Let's call KServe to generate a RHTeddy image for us. Make sure the inference server has at least a GPU available otherwise this wwill most likey fail due to timeouts.

In [None]:
# prompt
prompt = "a photo of rhteddy dog wearing his red fedora on in the snowy mountains"

# call the service
json_response = rest_request(infer_url, prompt)

In [None]:
# now extract the image from the payload
# the image is base64 encoded
img_str = json_response["predictions"][0]["image"]["b64"]
img_data = base64.b64decode(img_str)

In [None]:
# convert the image back from base64 and display it
image = Image.open(io.BytesIO(img_data))
image.save("teddy.png", format="PNG")
image

## Build a Stable Diffusion UI with Gradio

Let's try to make our inference endpoint callable from a pretty web UI

In [None]:
# import the gradio toolkit
try:
    import gradio as gr
except Exception as e:
    print(f"Unable to import gradio library: {e}")

In [None]:
# build the callback function
def generate_image(url, prompt,
                 negative_prompt="",
                 steps=10,
                 width=512, height=512,
                 cfg=7,
                 scheduler="DPM++ 2M",
                 seed=-1,
                 timeout=600,
                 tls_verify=False):
    # call the generation function
    kserve_response = rest_request(url, prompt, negative_prompt=negative_prompt,
                                   steps=steps, width=width, height=height,
                                   cfg=cfg, seed=seed, scheduler=scheduler, timeout=timeout, tls_verify=tls_verify)

    # extract the payload
    image_payload = kserve_response.get("predictions")[0].get("image").get("b64")
    # decode from base64
    img_data = base64.b64decode(image_payload)

    # return image bytes
    return Image.open(io.BytesIO(img_data))

In [None]:
# build gradio application
schedulers = ["DPM++ 2M", "DPM++ SDE", "Euler a", "Euler", "Heun", "LCM"]

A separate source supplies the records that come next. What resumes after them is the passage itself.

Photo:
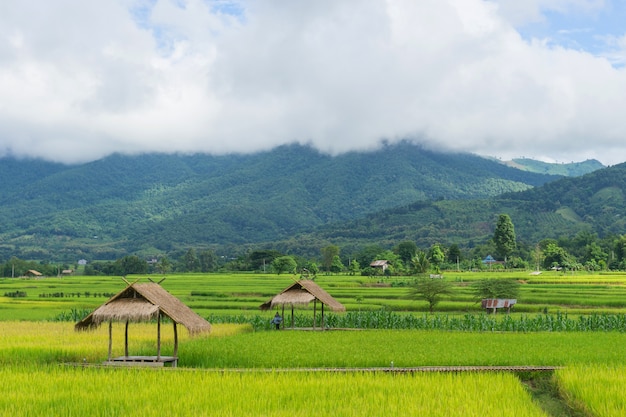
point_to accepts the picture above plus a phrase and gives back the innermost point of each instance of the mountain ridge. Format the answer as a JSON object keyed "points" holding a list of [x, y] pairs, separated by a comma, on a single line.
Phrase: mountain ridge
{"points": [[157, 203]]}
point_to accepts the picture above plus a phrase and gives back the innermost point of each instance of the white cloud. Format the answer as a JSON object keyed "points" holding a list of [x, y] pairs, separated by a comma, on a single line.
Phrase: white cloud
{"points": [[80, 81]]}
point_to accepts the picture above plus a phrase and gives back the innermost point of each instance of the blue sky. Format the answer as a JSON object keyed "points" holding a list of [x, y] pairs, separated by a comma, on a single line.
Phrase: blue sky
{"points": [[506, 78], [597, 31]]}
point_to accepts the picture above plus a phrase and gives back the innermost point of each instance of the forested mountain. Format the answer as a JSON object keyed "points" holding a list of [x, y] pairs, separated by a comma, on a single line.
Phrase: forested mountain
{"points": [[152, 204], [572, 169], [594, 203]]}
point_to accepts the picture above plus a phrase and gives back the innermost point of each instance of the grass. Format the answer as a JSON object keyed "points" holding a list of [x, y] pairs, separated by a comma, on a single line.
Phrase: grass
{"points": [[32, 347], [228, 294], [29, 391]]}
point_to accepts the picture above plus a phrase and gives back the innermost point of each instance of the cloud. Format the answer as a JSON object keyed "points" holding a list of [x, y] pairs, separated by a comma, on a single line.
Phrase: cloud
{"points": [[81, 81]]}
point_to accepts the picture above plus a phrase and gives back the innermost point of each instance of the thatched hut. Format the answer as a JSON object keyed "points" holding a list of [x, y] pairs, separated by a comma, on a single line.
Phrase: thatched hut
{"points": [[303, 292], [144, 302]]}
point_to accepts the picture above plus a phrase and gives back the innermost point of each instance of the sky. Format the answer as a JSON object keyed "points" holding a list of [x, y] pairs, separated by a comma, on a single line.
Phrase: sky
{"points": [[543, 79]]}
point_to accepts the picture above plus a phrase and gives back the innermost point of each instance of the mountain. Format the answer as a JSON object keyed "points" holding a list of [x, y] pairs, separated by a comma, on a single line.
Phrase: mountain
{"points": [[160, 203], [572, 169], [593, 203]]}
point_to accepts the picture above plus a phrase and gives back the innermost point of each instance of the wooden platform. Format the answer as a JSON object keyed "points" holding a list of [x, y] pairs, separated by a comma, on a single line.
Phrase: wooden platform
{"points": [[156, 361]]}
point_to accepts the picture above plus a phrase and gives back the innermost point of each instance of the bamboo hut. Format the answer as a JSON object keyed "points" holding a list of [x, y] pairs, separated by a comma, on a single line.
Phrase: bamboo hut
{"points": [[303, 292], [144, 302]]}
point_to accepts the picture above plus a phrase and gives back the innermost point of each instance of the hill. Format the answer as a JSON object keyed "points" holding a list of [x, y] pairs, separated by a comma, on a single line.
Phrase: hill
{"points": [[573, 169], [161, 203]]}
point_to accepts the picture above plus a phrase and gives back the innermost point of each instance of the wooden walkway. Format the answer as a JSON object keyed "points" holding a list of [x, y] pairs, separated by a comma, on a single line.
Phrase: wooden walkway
{"points": [[400, 370]]}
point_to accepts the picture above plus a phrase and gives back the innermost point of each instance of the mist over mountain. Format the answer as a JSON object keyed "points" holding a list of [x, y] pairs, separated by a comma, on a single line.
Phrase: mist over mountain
{"points": [[158, 203]]}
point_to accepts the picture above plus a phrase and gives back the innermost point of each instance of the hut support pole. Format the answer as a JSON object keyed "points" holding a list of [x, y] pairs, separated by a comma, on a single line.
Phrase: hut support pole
{"points": [[175, 339], [159, 336], [126, 339], [110, 338]]}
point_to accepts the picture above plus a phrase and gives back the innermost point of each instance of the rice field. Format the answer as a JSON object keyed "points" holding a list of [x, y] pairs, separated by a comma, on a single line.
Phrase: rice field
{"points": [[69, 391], [598, 390], [237, 371]]}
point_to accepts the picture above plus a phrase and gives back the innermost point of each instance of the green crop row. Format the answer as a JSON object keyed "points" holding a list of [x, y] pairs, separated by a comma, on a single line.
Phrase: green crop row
{"points": [[598, 390], [384, 319], [65, 391]]}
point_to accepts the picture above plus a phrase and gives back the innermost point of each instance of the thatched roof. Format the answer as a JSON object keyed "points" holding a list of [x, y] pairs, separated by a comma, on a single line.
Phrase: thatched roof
{"points": [[303, 292], [143, 302]]}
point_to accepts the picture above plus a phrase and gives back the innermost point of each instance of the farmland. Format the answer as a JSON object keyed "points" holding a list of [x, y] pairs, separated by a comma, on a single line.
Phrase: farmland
{"points": [[238, 370]]}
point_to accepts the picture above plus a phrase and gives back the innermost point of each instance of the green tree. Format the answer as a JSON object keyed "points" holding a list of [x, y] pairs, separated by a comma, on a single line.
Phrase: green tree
{"points": [[454, 254], [337, 266], [556, 256], [406, 251], [504, 236], [284, 264], [261, 259], [131, 264], [190, 261], [328, 255], [420, 263], [496, 288], [207, 260], [310, 267], [163, 266], [436, 256], [432, 290], [354, 267]]}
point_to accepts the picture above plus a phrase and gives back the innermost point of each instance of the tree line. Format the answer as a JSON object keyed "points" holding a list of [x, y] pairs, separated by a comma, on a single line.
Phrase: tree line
{"points": [[584, 251]]}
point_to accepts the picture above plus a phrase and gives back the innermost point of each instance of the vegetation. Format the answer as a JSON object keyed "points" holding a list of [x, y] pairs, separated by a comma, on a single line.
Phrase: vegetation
{"points": [[254, 374], [164, 204]]}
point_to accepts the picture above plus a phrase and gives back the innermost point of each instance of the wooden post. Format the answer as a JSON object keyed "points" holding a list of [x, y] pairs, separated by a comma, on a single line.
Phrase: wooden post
{"points": [[110, 338], [159, 335], [175, 339], [126, 339]]}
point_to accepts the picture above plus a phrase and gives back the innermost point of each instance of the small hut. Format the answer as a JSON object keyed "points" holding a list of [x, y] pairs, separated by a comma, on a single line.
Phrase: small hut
{"points": [[302, 292], [144, 302]]}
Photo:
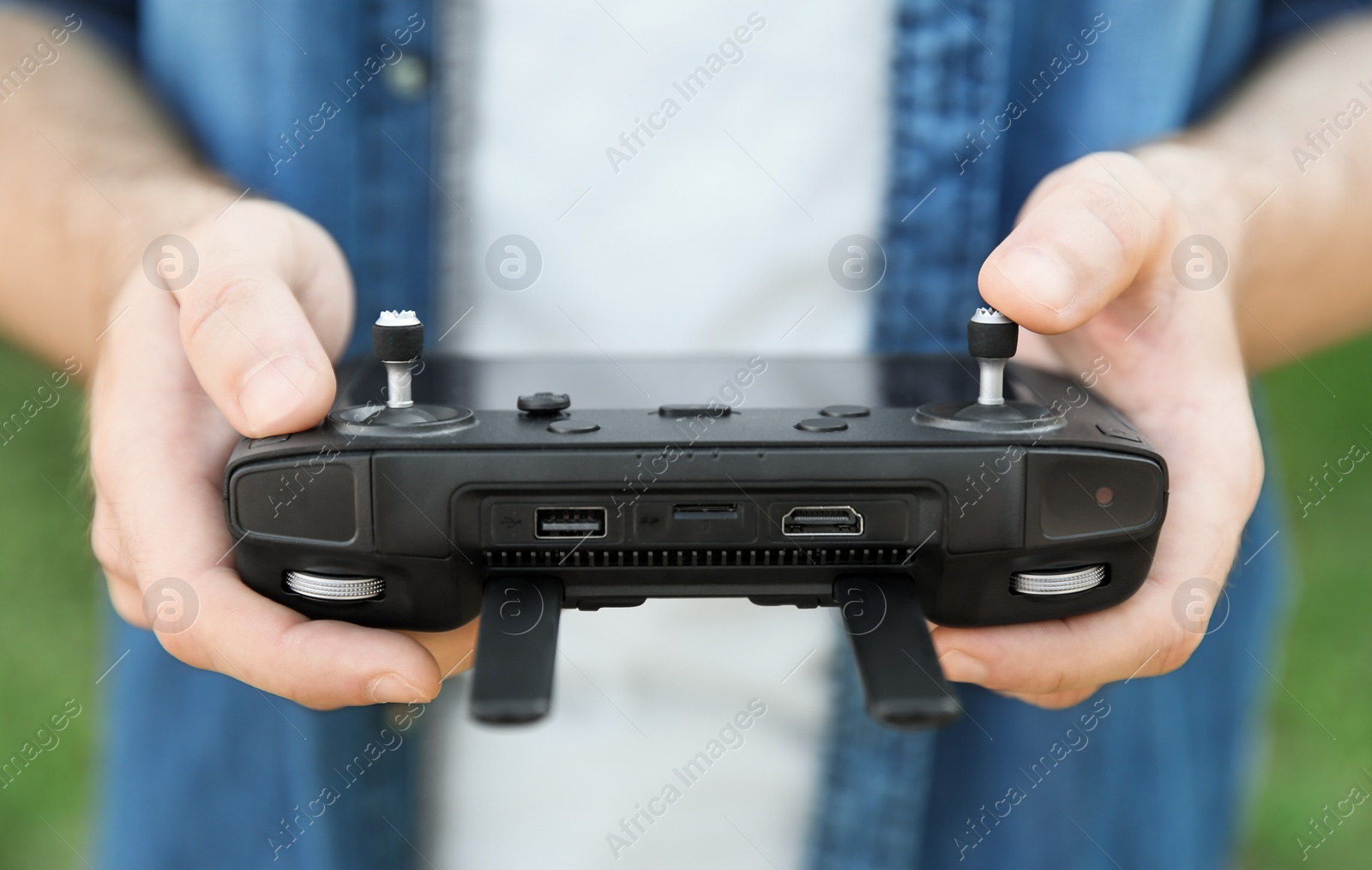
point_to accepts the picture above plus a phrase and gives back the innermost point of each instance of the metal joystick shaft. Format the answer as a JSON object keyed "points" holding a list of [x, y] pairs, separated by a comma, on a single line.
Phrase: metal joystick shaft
{"points": [[992, 339], [398, 340]]}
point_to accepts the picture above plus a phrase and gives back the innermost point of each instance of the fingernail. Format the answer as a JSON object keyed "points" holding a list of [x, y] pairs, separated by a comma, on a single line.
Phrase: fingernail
{"points": [[274, 390], [962, 669], [1039, 276], [395, 689]]}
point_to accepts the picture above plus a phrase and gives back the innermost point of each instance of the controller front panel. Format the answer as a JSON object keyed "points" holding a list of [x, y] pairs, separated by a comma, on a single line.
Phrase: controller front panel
{"points": [[773, 519]]}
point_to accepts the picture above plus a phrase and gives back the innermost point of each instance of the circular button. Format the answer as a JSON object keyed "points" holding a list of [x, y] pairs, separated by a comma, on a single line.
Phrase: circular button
{"points": [[571, 427], [821, 424], [544, 402], [845, 411]]}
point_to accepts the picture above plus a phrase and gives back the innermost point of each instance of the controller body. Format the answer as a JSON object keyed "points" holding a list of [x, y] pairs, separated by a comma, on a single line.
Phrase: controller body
{"points": [[811, 483]]}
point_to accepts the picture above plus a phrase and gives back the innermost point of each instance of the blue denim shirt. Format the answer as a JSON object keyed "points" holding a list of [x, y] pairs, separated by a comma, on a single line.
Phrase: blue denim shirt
{"points": [[292, 100]]}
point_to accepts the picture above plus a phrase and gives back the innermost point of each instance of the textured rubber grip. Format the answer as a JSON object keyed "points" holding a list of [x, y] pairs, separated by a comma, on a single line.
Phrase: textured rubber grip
{"points": [[987, 340], [398, 344]]}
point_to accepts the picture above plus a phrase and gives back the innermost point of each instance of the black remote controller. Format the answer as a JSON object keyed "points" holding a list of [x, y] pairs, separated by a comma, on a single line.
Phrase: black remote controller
{"points": [[864, 484]]}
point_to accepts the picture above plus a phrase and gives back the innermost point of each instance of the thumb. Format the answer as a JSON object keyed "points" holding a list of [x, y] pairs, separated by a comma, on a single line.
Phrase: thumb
{"points": [[271, 285], [1083, 237]]}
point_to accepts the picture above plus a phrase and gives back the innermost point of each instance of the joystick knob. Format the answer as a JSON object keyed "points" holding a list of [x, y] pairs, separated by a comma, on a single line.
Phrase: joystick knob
{"points": [[398, 340], [992, 339]]}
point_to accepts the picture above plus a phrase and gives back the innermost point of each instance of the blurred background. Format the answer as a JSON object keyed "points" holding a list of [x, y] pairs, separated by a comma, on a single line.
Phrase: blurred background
{"points": [[1319, 735]]}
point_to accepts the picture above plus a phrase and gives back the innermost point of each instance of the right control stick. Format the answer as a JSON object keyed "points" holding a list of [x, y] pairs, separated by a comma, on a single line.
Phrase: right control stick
{"points": [[992, 339]]}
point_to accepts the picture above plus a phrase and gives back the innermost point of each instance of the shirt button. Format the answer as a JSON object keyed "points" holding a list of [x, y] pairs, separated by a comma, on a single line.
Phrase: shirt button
{"points": [[408, 77]]}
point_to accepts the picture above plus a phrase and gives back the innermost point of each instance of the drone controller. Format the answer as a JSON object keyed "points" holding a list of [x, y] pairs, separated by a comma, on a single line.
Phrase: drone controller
{"points": [[866, 484]]}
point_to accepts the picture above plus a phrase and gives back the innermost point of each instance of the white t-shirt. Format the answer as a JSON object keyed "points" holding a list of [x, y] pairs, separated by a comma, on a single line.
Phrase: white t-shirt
{"points": [[683, 171]]}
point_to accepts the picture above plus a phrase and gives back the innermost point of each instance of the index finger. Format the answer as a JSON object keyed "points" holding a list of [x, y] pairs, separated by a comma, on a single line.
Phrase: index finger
{"points": [[1081, 239]]}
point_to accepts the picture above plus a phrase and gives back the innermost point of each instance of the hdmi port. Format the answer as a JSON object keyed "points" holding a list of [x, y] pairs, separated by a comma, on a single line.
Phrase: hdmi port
{"points": [[822, 520], [569, 522]]}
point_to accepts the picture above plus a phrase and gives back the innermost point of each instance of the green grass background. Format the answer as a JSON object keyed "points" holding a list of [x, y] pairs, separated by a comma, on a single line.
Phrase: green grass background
{"points": [[50, 648]]}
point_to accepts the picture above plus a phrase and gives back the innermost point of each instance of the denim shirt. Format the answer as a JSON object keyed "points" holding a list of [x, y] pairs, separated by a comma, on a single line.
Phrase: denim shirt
{"points": [[299, 100]]}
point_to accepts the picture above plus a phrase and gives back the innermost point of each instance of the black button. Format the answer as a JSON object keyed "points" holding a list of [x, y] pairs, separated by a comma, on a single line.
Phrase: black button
{"points": [[695, 411], [297, 501], [571, 427], [1118, 433], [544, 402], [845, 411], [1079, 495], [821, 424]]}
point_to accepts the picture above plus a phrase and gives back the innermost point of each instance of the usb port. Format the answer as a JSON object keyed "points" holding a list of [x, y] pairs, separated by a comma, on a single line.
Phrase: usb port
{"points": [[821, 520], [706, 512], [569, 522]]}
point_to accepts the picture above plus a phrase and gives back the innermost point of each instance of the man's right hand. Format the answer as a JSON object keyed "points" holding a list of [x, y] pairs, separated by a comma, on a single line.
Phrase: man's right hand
{"points": [[244, 347]]}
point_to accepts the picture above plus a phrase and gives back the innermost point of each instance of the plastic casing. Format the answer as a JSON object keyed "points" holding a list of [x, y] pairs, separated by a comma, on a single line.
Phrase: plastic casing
{"points": [[436, 511]]}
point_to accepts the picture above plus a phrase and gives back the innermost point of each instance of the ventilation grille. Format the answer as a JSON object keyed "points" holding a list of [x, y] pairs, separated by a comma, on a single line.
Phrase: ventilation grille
{"points": [[697, 557]]}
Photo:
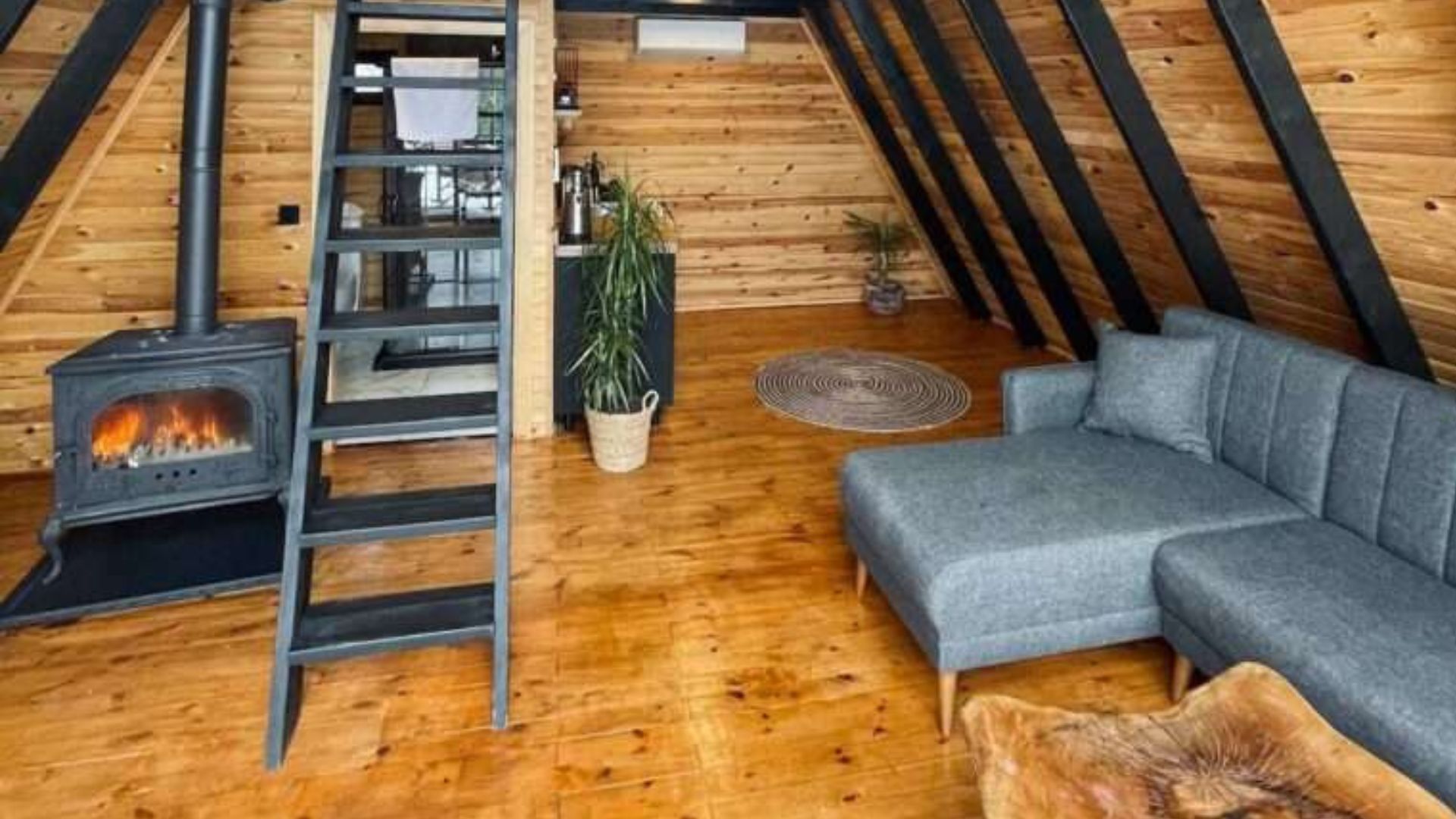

sd_ui = gr.Interface(fn=generate_image,
                     inputs=[gr.Textbox(value=infer_url, label="Inference URL"),
                            gr.Textbox(label="Prompt"),
                            gr.Textbox(label="Negative Prompt"),
                            gr.Slider(label="Denoising Steps", value=5, minimum=1, maximum=100, step=1),
                            gr.Number(label="Width", value=512), gr.Number(label="Height", value=512),
                            gr.Slider(label="Guidance Scale", value=7, minimum=1, maximum=100, step=0.5),
                            gr.Dropdown(label="Scheduler", value="DPM++ 2M", choices=schedulers), gr.Number(value=-1, label="Seed")],
                     outputs=gr.Image())

# start the application
sd_ui.launch(share=True)

In [None]:
# close the application and exit
sd_ui.close()